Renata lives away from the others in Connecticut and is married to
the failed novelist Frederick (Richard Jordan), who is a cliché
of a hack writer adorned with a professorial beard, teaches in Barnard
college, writes for high-brow literary ‘zines and is jealous of his wife’s
superior ability. All these minuses leads the rejected writer to drink
and go into long self-pitying harangues. Joey tensely lives with nice guy
but touchy boyfriend political activist filmmaker Mike (Sam Waterston)

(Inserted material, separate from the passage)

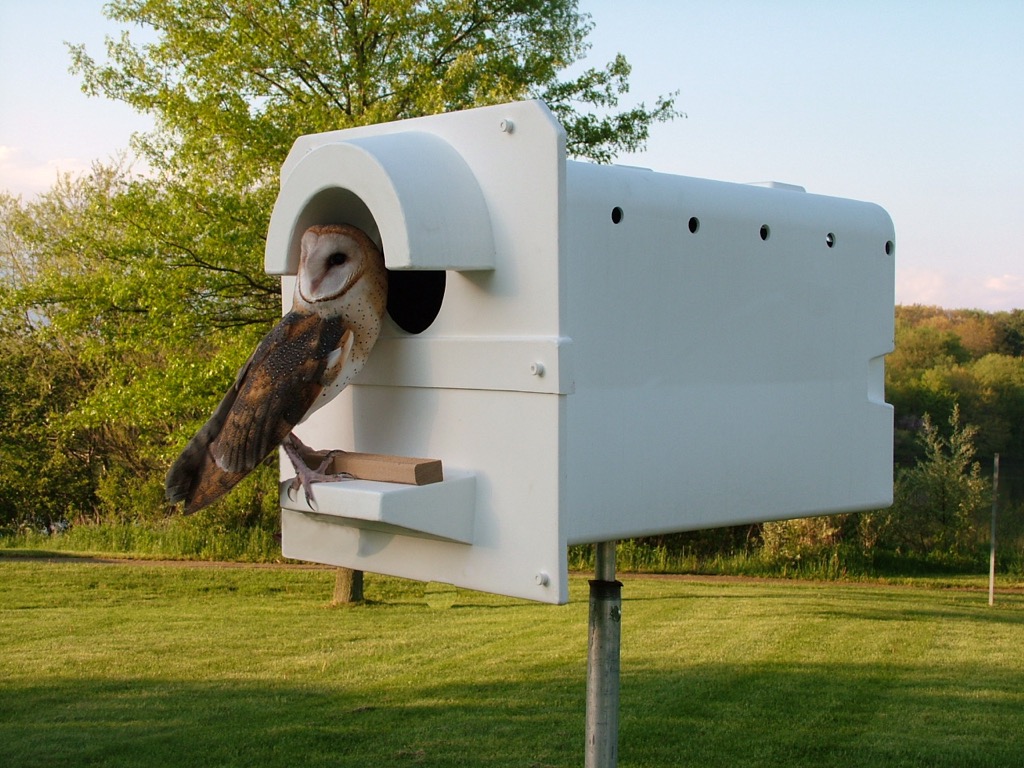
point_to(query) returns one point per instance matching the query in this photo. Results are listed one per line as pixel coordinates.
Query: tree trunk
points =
(347, 587)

and is angry that she’s the one burdened taking care of mom—someone she
really hates but is afraid to let on to the others her true feelings. Meanwhile
Flyn lives on the Left Coast and keeps her distance from the family.

After all the spewing and Waspish angst is let out of the bag, I
don’t have a clue what it was trying to say other than there’s some dirty
laundry in this very American family (nothing Swedish about them) that
has to be washed, mom by not being nurturing left the bright girlies with
some low self-esteem problems to deal with, and the adult young ladies
must find their own way out of their hopeless states and it would probably
help if they could bond together if they want to pull the dysfunctional
family together. 

Interiors got mixed reviews but was surprisingly nominated for five
Oscars, including Best Actress (Page), Best Supporting Actress (Stapleton),
Best Director (Allen), Best Screenplay (Allen) and Best Art Direction.